Thursday, January 26, 2012

Thursday banter - Digital Book World 2012


So today, I think I'm just going to do a book banter. The Digital Book World expo 2012 just ended. Digital Book World's Twitter description is: "Digital Book World focuses on publishing strategies, not tools; solutions, not theories; practicality, not punditry". The Twitter handle is: @DigiBookWorld, if you want to visit.

Very interesting concept, and there were a lot of really interesting discussion points raised. Some of the leaders of the book industry attended and gave a blow-by-blow on Twitter (and probably FaceBook, but I'm not over there.) Some of the tweets that grabbed me the most were:

1. It was announced that $70-120 MILLION dollars is being lost on ebook sales by publishers due to self-publishing. So...something you didn't used to even HAVE is now somehow being lost? Interesting. I wonder if it occurs to anyone in the publishing hierarchy that if more publishing deals were offered to aspiring authors, they might not feel the need to self-publish? Self-publishing is sort of a pain. It's not hard, per se, but if choice a) is to hand the book to someone and they hand you back a check for thousands of dollars, and then market it worldwide without the author's effort; versus choice b) where the author self-publishes and has to wade through the process, market it, and take in small checks over a longer time, which do you suppose they'd pick?

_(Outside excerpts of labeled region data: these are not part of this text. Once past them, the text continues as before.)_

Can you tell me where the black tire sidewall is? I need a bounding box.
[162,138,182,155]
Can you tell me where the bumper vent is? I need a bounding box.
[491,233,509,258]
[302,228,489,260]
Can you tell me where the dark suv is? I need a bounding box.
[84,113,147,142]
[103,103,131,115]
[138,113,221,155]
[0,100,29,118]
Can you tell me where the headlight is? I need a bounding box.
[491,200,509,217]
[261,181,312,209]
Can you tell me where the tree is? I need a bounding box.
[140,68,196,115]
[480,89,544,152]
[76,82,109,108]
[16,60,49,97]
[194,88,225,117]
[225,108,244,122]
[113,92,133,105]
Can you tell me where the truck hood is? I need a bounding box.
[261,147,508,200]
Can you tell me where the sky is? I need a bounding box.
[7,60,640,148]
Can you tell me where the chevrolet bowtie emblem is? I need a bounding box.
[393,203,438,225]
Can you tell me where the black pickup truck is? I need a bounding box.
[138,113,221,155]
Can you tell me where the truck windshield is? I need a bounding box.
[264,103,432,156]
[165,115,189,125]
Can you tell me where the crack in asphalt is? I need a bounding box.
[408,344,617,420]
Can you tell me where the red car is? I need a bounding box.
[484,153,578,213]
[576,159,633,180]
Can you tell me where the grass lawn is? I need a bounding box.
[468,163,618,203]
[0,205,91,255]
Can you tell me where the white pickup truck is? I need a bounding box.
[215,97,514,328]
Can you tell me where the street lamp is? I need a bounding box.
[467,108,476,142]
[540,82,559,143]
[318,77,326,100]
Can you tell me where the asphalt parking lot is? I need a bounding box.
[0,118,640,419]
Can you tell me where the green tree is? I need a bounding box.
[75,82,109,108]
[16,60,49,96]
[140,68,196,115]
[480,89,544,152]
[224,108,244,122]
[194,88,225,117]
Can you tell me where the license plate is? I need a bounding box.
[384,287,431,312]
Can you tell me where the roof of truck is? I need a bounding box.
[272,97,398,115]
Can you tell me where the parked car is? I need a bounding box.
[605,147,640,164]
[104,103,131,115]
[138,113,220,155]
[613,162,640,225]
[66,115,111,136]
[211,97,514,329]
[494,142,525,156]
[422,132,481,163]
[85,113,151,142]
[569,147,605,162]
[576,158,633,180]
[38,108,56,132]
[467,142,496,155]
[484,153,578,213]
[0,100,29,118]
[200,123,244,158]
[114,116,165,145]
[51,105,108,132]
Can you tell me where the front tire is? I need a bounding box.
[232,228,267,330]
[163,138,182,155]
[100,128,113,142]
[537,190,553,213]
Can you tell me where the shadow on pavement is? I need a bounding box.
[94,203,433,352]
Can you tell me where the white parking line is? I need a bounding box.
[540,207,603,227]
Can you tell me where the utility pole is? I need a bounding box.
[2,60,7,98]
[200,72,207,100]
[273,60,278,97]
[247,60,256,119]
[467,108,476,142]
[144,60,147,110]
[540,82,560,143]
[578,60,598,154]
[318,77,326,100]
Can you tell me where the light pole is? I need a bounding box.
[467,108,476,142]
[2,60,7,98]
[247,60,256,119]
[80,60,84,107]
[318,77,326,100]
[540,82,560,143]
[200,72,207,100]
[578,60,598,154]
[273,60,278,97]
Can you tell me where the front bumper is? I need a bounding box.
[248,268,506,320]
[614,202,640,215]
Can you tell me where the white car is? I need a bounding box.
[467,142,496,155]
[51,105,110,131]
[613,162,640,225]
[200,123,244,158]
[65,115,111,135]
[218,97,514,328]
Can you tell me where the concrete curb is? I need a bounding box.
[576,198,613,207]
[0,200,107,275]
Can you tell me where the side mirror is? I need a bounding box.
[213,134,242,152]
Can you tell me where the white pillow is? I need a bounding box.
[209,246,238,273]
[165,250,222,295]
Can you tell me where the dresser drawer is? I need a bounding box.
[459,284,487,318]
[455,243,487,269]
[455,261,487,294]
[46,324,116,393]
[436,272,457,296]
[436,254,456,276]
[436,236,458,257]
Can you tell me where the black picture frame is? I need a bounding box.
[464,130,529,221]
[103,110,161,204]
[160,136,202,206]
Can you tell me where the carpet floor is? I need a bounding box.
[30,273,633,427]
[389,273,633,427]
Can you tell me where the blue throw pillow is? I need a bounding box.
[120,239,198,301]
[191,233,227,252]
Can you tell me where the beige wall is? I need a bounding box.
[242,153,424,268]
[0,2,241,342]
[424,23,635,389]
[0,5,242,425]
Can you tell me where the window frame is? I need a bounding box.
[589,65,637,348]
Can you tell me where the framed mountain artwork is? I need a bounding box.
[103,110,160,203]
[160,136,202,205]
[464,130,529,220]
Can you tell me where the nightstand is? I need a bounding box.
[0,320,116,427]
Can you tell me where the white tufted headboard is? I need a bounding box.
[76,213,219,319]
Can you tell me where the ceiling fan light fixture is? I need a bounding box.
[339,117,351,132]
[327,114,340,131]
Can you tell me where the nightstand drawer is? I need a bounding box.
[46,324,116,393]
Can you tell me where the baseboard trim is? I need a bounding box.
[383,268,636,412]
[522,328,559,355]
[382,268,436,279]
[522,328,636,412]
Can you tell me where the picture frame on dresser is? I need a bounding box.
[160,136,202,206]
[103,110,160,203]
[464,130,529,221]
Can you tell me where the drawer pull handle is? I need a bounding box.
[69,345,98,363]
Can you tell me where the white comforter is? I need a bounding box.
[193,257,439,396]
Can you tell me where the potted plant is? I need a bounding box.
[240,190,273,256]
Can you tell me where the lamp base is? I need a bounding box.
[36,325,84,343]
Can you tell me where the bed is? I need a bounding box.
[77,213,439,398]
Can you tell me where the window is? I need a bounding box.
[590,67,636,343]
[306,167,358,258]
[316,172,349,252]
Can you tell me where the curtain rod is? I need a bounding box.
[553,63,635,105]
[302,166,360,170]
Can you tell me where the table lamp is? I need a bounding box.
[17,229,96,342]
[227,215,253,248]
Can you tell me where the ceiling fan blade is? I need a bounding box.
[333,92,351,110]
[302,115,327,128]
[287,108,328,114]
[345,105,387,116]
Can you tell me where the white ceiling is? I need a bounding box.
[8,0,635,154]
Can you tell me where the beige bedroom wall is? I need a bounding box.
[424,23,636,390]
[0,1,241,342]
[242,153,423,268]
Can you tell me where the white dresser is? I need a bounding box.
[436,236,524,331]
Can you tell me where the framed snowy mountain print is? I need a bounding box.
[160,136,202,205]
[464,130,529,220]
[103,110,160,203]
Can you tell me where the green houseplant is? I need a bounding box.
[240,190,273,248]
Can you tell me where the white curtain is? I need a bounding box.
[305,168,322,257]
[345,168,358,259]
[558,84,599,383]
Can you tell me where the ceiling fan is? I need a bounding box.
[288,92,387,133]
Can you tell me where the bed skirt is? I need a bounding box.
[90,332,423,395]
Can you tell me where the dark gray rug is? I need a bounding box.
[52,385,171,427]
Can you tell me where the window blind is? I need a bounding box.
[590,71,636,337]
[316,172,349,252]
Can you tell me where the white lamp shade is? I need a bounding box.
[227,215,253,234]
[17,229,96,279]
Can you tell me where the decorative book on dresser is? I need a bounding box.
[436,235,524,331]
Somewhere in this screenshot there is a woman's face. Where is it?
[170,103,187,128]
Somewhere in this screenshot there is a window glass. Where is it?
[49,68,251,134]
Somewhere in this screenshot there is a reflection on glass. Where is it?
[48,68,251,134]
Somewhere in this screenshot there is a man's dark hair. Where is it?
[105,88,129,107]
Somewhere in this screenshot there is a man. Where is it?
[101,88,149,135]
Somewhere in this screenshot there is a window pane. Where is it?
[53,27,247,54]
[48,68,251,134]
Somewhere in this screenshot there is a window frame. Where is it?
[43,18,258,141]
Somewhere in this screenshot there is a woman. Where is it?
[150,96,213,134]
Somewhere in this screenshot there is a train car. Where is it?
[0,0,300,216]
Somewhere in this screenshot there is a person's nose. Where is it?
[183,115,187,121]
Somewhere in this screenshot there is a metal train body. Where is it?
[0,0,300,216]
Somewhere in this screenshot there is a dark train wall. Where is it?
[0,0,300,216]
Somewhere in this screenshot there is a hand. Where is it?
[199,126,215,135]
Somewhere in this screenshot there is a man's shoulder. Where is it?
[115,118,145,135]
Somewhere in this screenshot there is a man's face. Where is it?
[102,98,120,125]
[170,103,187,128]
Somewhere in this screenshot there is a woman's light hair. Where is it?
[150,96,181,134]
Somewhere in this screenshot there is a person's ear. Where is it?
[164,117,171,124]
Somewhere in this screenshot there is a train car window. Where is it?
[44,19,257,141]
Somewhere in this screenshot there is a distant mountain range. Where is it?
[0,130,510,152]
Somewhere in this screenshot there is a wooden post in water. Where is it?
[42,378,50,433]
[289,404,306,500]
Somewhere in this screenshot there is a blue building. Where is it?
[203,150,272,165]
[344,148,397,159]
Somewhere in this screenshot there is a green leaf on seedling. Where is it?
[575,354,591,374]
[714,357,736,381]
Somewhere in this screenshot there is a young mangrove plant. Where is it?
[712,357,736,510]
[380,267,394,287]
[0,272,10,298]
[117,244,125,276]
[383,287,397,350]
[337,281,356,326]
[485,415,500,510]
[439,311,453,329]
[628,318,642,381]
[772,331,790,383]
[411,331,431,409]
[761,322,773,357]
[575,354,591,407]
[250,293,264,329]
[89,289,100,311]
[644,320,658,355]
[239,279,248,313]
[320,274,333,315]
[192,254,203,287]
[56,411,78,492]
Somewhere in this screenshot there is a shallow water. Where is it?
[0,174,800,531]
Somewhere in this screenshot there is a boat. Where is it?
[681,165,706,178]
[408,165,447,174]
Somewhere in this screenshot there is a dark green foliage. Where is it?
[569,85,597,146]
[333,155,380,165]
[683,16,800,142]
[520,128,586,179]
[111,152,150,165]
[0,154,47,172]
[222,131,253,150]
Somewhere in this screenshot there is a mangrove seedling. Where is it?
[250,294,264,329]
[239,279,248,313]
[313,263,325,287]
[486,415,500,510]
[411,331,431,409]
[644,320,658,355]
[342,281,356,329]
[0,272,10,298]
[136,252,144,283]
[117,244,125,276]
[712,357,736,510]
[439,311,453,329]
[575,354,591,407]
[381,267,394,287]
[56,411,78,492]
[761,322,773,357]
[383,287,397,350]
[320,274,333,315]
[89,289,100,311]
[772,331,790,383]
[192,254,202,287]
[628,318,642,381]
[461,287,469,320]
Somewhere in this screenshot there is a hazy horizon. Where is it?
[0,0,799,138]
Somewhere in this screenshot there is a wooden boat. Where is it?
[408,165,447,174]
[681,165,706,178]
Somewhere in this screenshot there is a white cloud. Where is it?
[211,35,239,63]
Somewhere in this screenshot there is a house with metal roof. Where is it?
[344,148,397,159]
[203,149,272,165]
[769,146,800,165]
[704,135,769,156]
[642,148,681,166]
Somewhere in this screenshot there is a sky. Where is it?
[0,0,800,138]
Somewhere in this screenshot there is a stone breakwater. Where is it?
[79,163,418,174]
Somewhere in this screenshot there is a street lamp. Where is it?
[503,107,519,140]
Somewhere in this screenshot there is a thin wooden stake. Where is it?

Along those same lines, bookstores and secondary markets aren't helping themselves, either. Midlist books are disappearing from shelves faster than you can say 'boo', with only NYT bestsellers appearing in their place. Yes, they're guaranteed sales to fans of THOSE AUTHORS, but midlist authors are the future bestseller, but if you don't shelve them, they will never reach that plateau.

2. 40 MILLION people already own an e-reader and 61 MILLION will have a tablet by the end of 2012. Hmmm... think maybe ebooks have some viability after all? With Amazon offering placement to self-pubs, publishers really need to revisit direct marketing to readers.

3. NBC broke the news that they are launching a publishing arm of the company, NBC Publishing. What will that mean? I can foresee a lot of television stars getting book deals, and TV tie-in novels getting a new home. Will they become a monopoly (and will other networks follow suit)? Only time will tell.